The common mistake is fetching slightly different document snippets for each user, maybe with a different sort order, or with a user-specific header prepended. Each variation resets the clock. The retrieval logic and the caching logic need to be designed together, not independently.
How providers differ
OpenAI routes API requests to servers that recently processed the same prompt, making it cheaper and faster than processing a prompt from scratch. Prompt caching can reduce latency by up to 80% and input token costs by up to 90%. Prompt caching works automatically on all API requests with no code changes required. The minimum eligible prompt length is 1,024 tokens; shorter prompts are never cached.
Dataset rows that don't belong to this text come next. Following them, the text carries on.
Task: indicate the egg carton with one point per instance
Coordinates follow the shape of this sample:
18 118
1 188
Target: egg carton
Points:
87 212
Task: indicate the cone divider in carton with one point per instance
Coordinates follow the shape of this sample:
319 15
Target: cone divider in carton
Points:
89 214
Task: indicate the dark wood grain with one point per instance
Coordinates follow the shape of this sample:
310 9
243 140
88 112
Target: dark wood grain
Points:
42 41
Anthropic's approach gives developers explicit control. You mark a content block as a cache breakpoint, and Anthropic stores the encoded state of everything up to that point. The next request that starts with the same exact bytes reads from the cache instead of recomputing.
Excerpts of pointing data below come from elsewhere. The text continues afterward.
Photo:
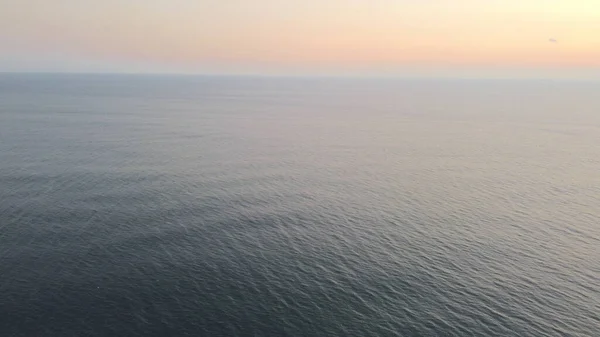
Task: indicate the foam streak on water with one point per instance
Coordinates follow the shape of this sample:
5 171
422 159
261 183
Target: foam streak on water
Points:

There are at most four cache_control breakpoints per request.
Cache reads cost roughly 0.1× the base input price. Cache writes cost 1.25× for a five-minute TTL, or 2× for a one-hour TTL.
The render order matters here too: a single byte difference at position N - a timestamp, a reordered JSON key, a different tool in the list - invalidates the cache for all breakpoints at positions greater than or equal to N. Render order is: tools → system → messages. A breakpoint on the last system block caches both tools and system together.
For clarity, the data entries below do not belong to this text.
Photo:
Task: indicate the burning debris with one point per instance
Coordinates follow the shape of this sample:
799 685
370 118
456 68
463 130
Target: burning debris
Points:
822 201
Google's Gemini 2.5 models use implicit caching by default - Google supports context caching through both the Gemini Developer API and Vertex AI, with implicit caching enabled by default on Gemini 2.5 models. You opt in by writing stable prompts, not by marking breakpoints.
What silently breaks it
A few failure modes appear consistently across teams building on these APIs:
JSON key ordering. Some languages serialize JSON dictionaries with random key order. If your tool schemas are serialized differently on each request, the cache is invalidated every time even though the content is semantically identical.
Verify that the keys in tool_use content blocks have stable ordering, as some languages (for example, Swift, Go) randomize key order during JSON conversion, breaking caches.
Dynamic system prompt injection. Inserting a timestamp, a user ID, or a session token early in the system prompt corrupts every downstream cache boundary. Move dynamic data to the end of the prompt, after the last stable block.
Short prompts.
The minimum cacheable prefix is model-dependent. Shorter prefixes silently won't cache even with a marker - no error, just cache_creation_input_tokens: 0.
If you add a cache breakpoint to a 500-token system prompt and wonder why it never hits, this is why.
Routing.
Caching only works if two requests share the same prefix and land on the same machine. Requests are routed to inference engines based on a hash of the first ~256 tokens of the prompt.
At high request rates, overflow to additional machines reduces hit rates. Some providers expose a prompt_cache_key parameter that influences routing affinity.
The underlying constraint
The strict prefix requirement has a deeper consequence for agent workflows. Agents that reorder retrieved documents, shuffle tool lists, or vary system messages between steps cannot share a cache efficiently. A teammate using Beagle might benefit from a stable channel or workspace context that stays fixed across requests - that is the kind of shared prefix that caches well.
The token bill for an LLM application is rarely dominated by the cleverness of the prompt. It is dominated by repetition and waste: the same long system prompt re-sent on every turn, the same retrieved documents re-read on every question, a 200-message conversation carried verbatim into turn 201. Prompt caching is the structural fix for that waste. But it rewards teams who think about prompt assembly as an engineering discipline - not an afterthought.
The KV matrices sitting on a server for the next five minutes are not magic. They are just saved arithmetic. The question is whether your prompt is stable enough to use them.